His health still continuing feeble, and there being no prospect of his being able to fulfill his pastoral office in the Forks, he was dismissed.  He removed to Cape May.  This was one of our oldest congregations, and was among the first that had a pastor, and then remained vacant nearly thirty years.  The Revival was felt there, but the congregation was feeble in numbers and re-sources.  Beatty visited the people, and laid before the synod their distressed state.  Davenport passed some time there, but with no effect till the last Sabbath.  Lawrence was called; but a long delay occurred before his installation, which was not till June 20, 1754.  Of his ministry little is known.  The records mention him as a frequent supply of Forks, and as going to preach, in 1755, at “New England over the mountains.”

A meeting-house was built in 1762, the frame of which remained in use till 1824.
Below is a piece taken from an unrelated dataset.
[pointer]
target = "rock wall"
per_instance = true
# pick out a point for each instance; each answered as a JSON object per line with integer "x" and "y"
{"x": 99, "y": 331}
“It appears to be my duty, considering the relict of my old disorder, to take and use the counsel which, I have heard, the Rev. Samuel Blair gave, not long before his exit, to the Rev. John Rodgers:—in preaching, to speak low, to speak slow, and to be short.” [Manuscript note to his Sermons, in the hands of his descendants.]

He died April 13, 1766.

Words to Live By:
“Of his ministry, little is known.” — How true that is for so many pastors. And yet they labor faithfully on behalf of their congregations. The true pastor labors not for man but for the Lord, for His glory and for His kingdom. Pray for your pastor; pray for all those called to this work.